Черномырдин обернулся к присутствовавшим в комиссии генералам:
— Почему не берете?
— А не нужно нам столько. У нас этих гаубиц — с войны еще немереные запасы. Куда их девать?..
Но мы отвлеклись. Вернемся к селу и руководящей роли коммунистов. Если вы думаете, что быть рекордсменкой товарищу Череповой приятно и безопасно, то сильно ошибаетесь. Поскольку даже не представляете, какую ненависть эти самостоятельные люди, игнорирующие «руководящие указания партии», вызывали у партократов. Им порой проще было избавиться от передовика, затолкать его в тюрьму, чем отвечать на вопросы, почему в одной бригаде урожайность выше, чем в другой, в два раза. А ведь порой урожайность была выше не в два, а в двадцать раз. Это не преувеличение. В 1972 году хлебороб Иван Худенко добился организации экспериментальной бригады на принципах аккорда — то есть получать они должны были по конечному результату. То есть по-капиталистически. И в первый же год его бригада собрала в Казахстане урожай, превышающий среднереспубликанский в двадцать раз. Ужасная неприятность!
И через год бригады не стало — ее распустили, а Худенко, чтобы его голос не был слышен, посадили на шесть лет по сфабрикованному обвинению. Хлебороба защищали видные экономисты, газетчики. Тщетно.
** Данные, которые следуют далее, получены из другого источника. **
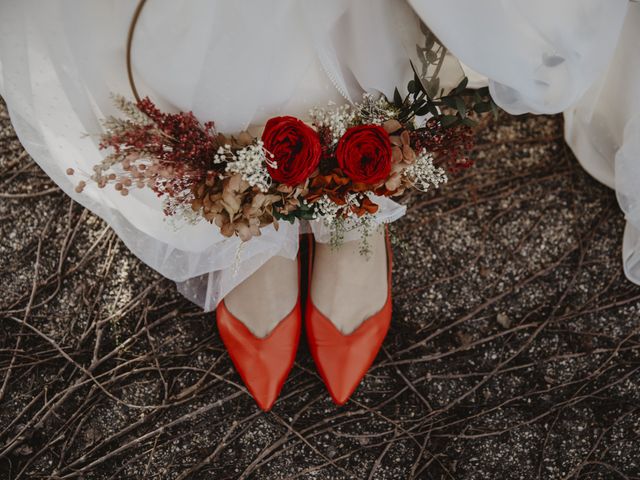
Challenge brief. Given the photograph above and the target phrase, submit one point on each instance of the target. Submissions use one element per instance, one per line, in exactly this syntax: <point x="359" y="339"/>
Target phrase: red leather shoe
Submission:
<point x="263" y="363"/>
<point x="343" y="360"/>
Со стороны партаппарата это был типичный рецидив старорежимно-общинной психологии — задавить выскочку, пусть не высовывается. Нечего светить наши недостатки своими достижениями…
К счастью для системы, таких выскочек было немного. И потому, кроме редких газетчиков, пишущих о передовиках, никто не задавался вопросом, почему совхоз «Красносельский» во Владимирской области выдает вдвое больше урожаи, чем соседи? И почему племзавод «Ведрич», что под Гомелем, сена с гектара собирает 67 центнеров, а его соседи только 20?.. А потому что указанные хозяйства — полукапиталистические (или на четверть капиталистические) флуктуации в безбрежном море социалистической бесхозяйственности, где нет заинтересованности в результатах труда, а есть непрерывный контроль со стороны партии за его процессом — ради которого все и затевается. Ну, а продукт этого процесса люди вынуждены носить и есть, проклиная всё и вся.